Doc Thorne was a gray-haired, barrel-chested man of fifty-five. Except for his wire-frame glasses, he looked as if he might be a retired prizefighter. It was hard for Kelly to imagine Thorne as a university professor; he was immensely strong, and in continuous movement. “Damn it, Henry! Henry! Henry, are you listening to me?”
Thorne swore again, and shook his fist in the air. He turned to the kids. “These guys,” he said. “They’re supposed to be helping me.” From the Explorer, there was a white-hot crack like lightning. The two men leaning into the hood jumped away, as a cloud of acrid smoke rose above the car. “What’d I tell you?” Thorne shouted. “Ground it! Ground it before you do anything! We’ve got serious voltages here, guys! You’re going to get fried if you’re not careful!”
He looked back at the kids and shook his head. “They just don’t get it,” he said. “That IUD is serious defense.”
“IUD?”
“Internal Ursine Deterrent—that’s what Levine calls it. It’s his idea of a joke,” Thorne said. “Actually, I developed this system a few years back for park rangers in Yellowstone, where bears break into trailers. Flip a switch, and you run ten thousand volts across the outer skin of the trailer. Wham-o! Takes the fight out of the biggest bear. But that kind of voltage’ll blow these guys right off the trailer. And then what? I get a workmen’s-compensation suit. For their stupidity.” He shook his head. “So? Where’s Levine?”

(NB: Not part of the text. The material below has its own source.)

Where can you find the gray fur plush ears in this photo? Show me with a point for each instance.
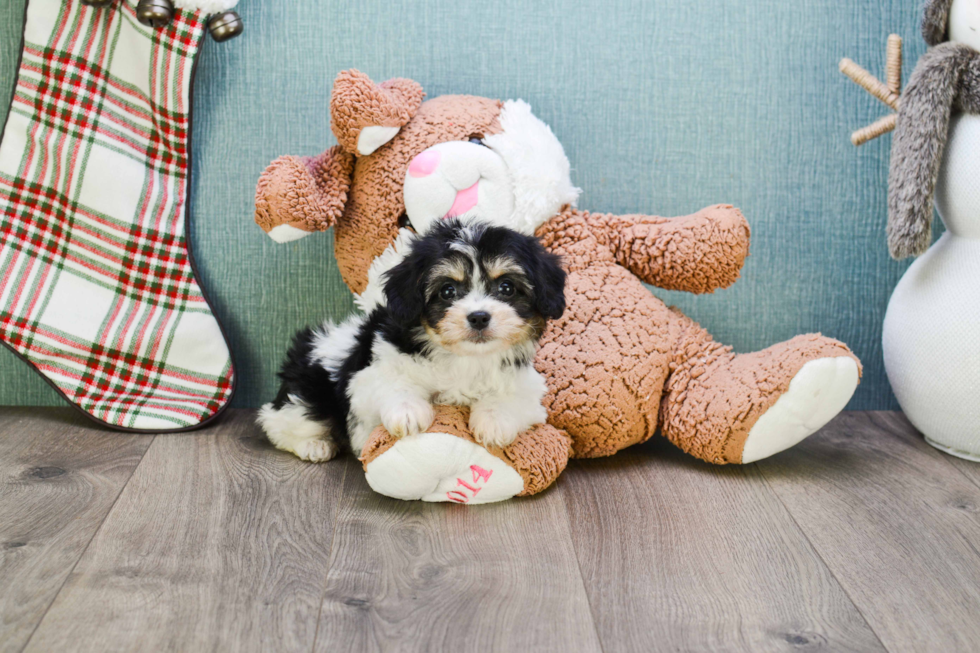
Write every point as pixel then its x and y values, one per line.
pixel 935 23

“We don’t know,” Arby said.
“What do you mean? Didn’t he teach your class today?”
“No, he didn’t come.”
Thorne swore again. “Well, I need him today, to go over the final revisions, before we do our field testing. He was supposed to be back today.”
“Back from where?” Kelly said.
“Oh, he went on one of his field trips,” Thorne said. “Very excited about it, before he went. I outfitted him myself—loaned him my latest field pack. Everything he could ever want in just forty-seven pounds. He liked it. Left last Monday, four days ago.”
“For where?”
“How should I know?” Thorne said. “He wouldn’t tell me. And I gave up asking. You know they’re all the same, now. Every scientist I deal with is secretive. But you can’t blame them. They’re all afraid of being ripped off, or sued. The modern world. Last year I built equipment for an expedition to the Amazon, we waterproofed it—which you’d want in the Amazon rain forest—soaking-wet electronics just don’t work—and the principal scientist was charged with misappropriating funds. For waterproofing! Some university bureaucrat said it was an ‘unnecessary expense.’ I’m telling you, it’s insane. Just insane. Henry—did you hear anything I said to you? Put it crosswise!”

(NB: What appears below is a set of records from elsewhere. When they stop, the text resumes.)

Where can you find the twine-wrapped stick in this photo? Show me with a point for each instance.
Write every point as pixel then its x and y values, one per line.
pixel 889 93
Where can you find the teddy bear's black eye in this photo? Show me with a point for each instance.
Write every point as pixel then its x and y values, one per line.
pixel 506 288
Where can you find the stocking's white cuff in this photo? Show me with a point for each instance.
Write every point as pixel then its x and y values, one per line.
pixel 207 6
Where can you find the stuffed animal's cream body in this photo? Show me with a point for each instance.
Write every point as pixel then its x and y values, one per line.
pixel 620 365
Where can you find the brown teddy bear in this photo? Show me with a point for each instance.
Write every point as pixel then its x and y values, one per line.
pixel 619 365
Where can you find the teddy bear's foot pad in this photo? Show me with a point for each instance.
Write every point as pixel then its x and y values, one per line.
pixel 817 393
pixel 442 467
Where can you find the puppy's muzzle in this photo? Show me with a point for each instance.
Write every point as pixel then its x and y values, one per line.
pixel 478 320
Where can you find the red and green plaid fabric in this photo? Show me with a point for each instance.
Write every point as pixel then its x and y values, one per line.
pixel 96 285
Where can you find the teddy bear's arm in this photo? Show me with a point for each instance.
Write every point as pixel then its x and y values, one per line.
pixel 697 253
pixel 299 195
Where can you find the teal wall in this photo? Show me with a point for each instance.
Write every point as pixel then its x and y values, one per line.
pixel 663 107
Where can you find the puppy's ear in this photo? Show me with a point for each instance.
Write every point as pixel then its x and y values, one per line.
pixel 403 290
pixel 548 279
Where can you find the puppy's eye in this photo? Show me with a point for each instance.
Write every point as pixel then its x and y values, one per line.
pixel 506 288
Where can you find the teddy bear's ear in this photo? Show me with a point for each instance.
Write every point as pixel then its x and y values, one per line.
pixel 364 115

Thorne strode across the room, waving his arms. The kids followed behind him.
“But now, look at this,” Thorne said. “For months we’ve been modifying his field vehicles, and finally we’re ready. He wants them light, I build them light. He wants them strong, I build them strong—light and strong both, why not, it’s
just impossible, what he’s asking for, but with enough titanium and honeycarbon composite, we’re doing it anyway. He wants it off petroleum base, and off the grid, and we do that, too. So finally he’s got what he wanted, an immensely strong portable laboratory to go where there’s no gasoline and no electricity. And now that it’s finished . . . I can’t believe it. He really didn’t show up for your class?”
“No,” Kelly said.
“So he’s disappeared,” Thorne said. “Wonderful. Perfect. What about our field test? We were going to take these vehicles out for a week, and put them through their paces.”
“I know,” Kelly said. “We got permission from our parents and everything, so we could go, too.”
“And now he’s not here,” Thorne fumed. “I suppose I should have expected it. These rich kids, they do whatever they want. A guy like Levine gives spoiled a bad name.”